Speaker
Description
The axion is a compelling hypothetical particle that could account for some or all of the dark matter in our universe, while simultaneously explaining why quark interactions within the neutron do not appear to give rise to an electric dipole moment. The most sensitive axion detection technique in the 4-40 ueV mass range makes use of the axion-photon coupling and is called the axion cavity haloscope. Via the inverse-Primakoff effect, axions are resonantly converted into detectable microwave photons in a tunable, high-Q, resonant cavity permeated by a strong static magnetic field. As searches scan up in axion mass, future detectors will need to combat a dramatic loss in sensitivity due to shrinking cavity volume & cavity mode Q, and increased mode+receiver noise at the standard quantum limit.
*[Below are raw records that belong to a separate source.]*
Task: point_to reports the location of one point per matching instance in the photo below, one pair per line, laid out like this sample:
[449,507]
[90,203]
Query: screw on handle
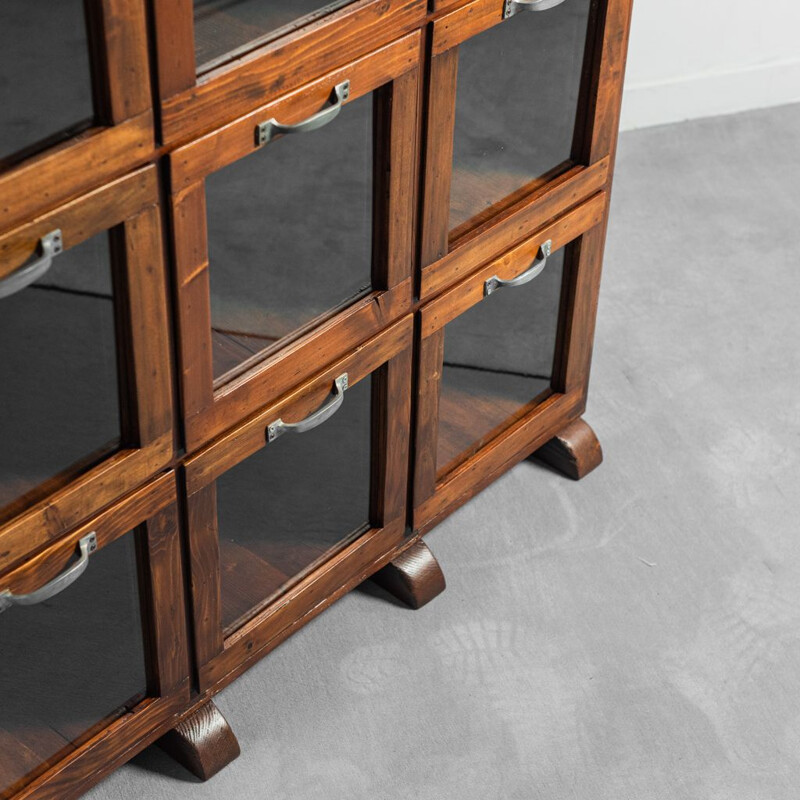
[540,262]
[266,131]
[50,245]
[87,545]
[512,7]
[325,412]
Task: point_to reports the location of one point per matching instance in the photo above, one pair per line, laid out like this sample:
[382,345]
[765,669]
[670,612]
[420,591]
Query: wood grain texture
[574,450]
[203,742]
[414,577]
[285,64]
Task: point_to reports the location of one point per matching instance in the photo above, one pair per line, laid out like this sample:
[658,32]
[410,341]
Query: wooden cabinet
[281,286]
[94,646]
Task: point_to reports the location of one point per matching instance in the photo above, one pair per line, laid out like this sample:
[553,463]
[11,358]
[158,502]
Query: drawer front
[76,100]
[218,61]
[313,486]
[293,230]
[504,358]
[84,360]
[522,120]
[93,643]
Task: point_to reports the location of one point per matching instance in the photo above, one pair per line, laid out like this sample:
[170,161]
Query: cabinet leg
[574,451]
[203,743]
[414,577]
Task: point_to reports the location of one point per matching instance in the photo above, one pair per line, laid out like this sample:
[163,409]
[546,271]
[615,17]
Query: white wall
[700,58]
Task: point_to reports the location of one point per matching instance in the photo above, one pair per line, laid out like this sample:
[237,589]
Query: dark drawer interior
[516,108]
[46,85]
[58,368]
[292,505]
[498,363]
[290,235]
[70,665]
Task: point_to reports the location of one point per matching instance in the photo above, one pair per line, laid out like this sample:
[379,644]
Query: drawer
[519,125]
[293,236]
[220,60]
[504,359]
[84,359]
[94,647]
[297,505]
[76,100]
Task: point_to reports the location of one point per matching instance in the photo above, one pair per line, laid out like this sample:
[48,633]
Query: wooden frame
[444,259]
[154,508]
[270,66]
[392,71]
[122,136]
[436,496]
[390,355]
[130,207]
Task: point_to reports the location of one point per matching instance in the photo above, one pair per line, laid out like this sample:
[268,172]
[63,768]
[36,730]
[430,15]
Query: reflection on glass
[293,504]
[498,363]
[289,234]
[516,106]
[58,373]
[222,27]
[69,665]
[45,82]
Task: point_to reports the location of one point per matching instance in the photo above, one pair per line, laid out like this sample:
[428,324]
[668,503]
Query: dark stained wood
[278,67]
[145,361]
[414,577]
[203,742]
[574,450]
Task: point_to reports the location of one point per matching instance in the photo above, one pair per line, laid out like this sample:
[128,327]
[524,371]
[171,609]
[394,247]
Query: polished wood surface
[574,451]
[203,742]
[176,101]
[414,577]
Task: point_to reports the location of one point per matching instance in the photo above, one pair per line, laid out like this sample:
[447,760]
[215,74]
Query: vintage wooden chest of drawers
[282,284]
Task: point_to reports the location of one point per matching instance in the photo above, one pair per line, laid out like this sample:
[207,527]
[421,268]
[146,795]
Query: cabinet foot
[574,451]
[414,577]
[203,743]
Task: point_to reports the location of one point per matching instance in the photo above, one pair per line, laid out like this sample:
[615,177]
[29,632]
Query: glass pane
[225,26]
[516,106]
[69,664]
[58,373]
[293,504]
[498,362]
[289,234]
[45,82]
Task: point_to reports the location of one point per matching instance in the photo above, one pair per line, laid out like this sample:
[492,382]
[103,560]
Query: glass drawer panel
[289,235]
[45,79]
[516,106]
[58,373]
[292,505]
[223,27]
[498,363]
[70,665]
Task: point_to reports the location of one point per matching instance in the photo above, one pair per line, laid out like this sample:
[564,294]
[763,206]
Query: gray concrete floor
[635,635]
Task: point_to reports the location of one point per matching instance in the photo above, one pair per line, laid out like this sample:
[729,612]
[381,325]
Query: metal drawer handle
[515,6]
[326,411]
[88,544]
[540,262]
[51,244]
[266,131]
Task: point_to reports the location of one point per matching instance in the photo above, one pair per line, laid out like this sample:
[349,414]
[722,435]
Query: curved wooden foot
[414,577]
[575,451]
[203,743]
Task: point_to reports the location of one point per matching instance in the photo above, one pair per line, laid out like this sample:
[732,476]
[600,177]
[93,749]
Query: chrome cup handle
[266,131]
[512,7]
[325,412]
[87,545]
[540,262]
[50,245]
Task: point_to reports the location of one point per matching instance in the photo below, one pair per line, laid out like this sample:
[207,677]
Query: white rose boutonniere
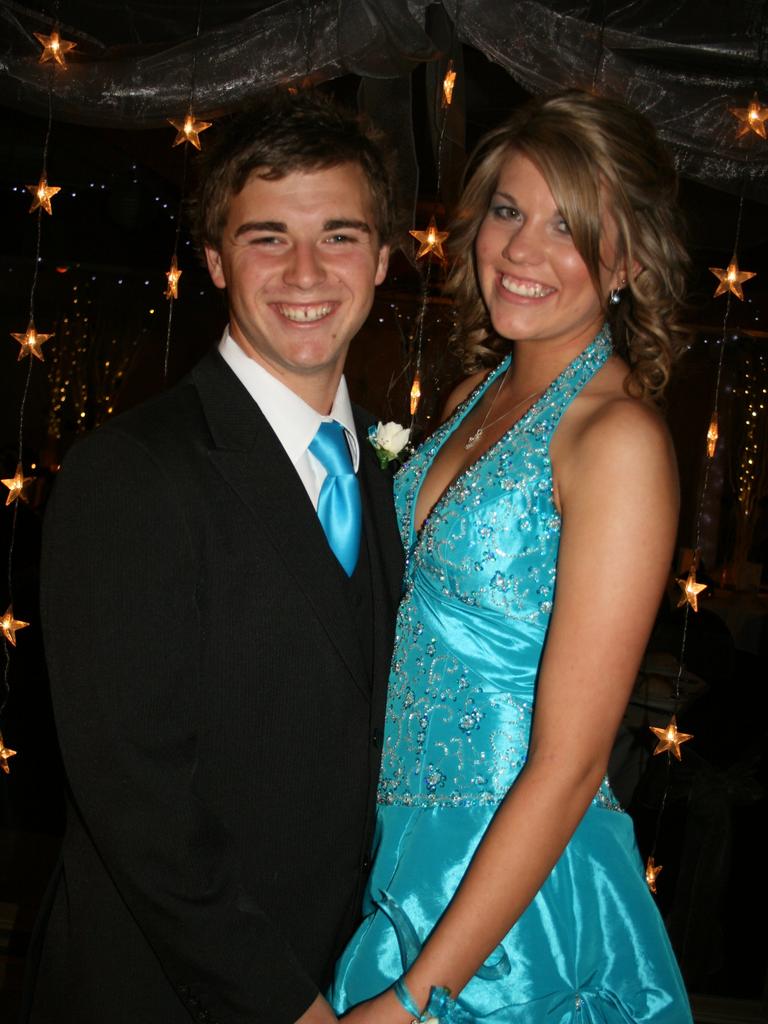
[389,440]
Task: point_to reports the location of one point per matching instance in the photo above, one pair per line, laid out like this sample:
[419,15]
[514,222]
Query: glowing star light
[651,873]
[670,739]
[53,48]
[188,130]
[5,755]
[731,279]
[173,275]
[430,241]
[415,393]
[31,342]
[690,590]
[448,85]
[10,626]
[16,485]
[753,118]
[712,436]
[42,193]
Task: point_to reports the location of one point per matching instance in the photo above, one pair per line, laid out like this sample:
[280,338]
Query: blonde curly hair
[597,156]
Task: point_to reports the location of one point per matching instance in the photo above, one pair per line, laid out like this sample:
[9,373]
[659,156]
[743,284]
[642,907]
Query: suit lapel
[386,560]
[248,455]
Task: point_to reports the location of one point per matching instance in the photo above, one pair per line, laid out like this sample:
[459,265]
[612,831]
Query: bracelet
[428,1016]
[406,999]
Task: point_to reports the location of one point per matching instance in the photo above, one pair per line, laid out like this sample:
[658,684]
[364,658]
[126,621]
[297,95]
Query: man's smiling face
[300,259]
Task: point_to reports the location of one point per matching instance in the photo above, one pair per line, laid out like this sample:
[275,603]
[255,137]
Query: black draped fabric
[684,64]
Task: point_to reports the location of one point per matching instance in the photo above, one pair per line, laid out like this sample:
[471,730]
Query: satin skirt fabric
[590,949]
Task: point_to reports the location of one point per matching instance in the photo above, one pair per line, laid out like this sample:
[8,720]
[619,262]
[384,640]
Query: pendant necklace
[475,436]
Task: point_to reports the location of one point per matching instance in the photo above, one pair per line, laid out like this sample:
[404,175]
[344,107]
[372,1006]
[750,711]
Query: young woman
[539,522]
Overcoming these challenges will involve a synthesis of technical solutions, ranging from the lock-step tuning of cavity array networks to novel quantum sensing approaches surpassing the standard quantum limit. Unfortunately, this trend will likely push the designs of planned axion searches into an intractable level of intricacy. This talk presents efforts at PNNL to offset this anticipated increase in detector complexity by leveraging a variety of AI/ML methods to develop new tools for characterizing, diagnosing, and controlling low temperature RF experiments immersed in strong magnetic fields. I will give an overview of axion dark matter detection, explore challenges facing the next generation of microwave quantum-sensing-based searches, and discuss proof-of-concept demonstrations that point towards AI/ML as a key to enabling axion discovery at high masses.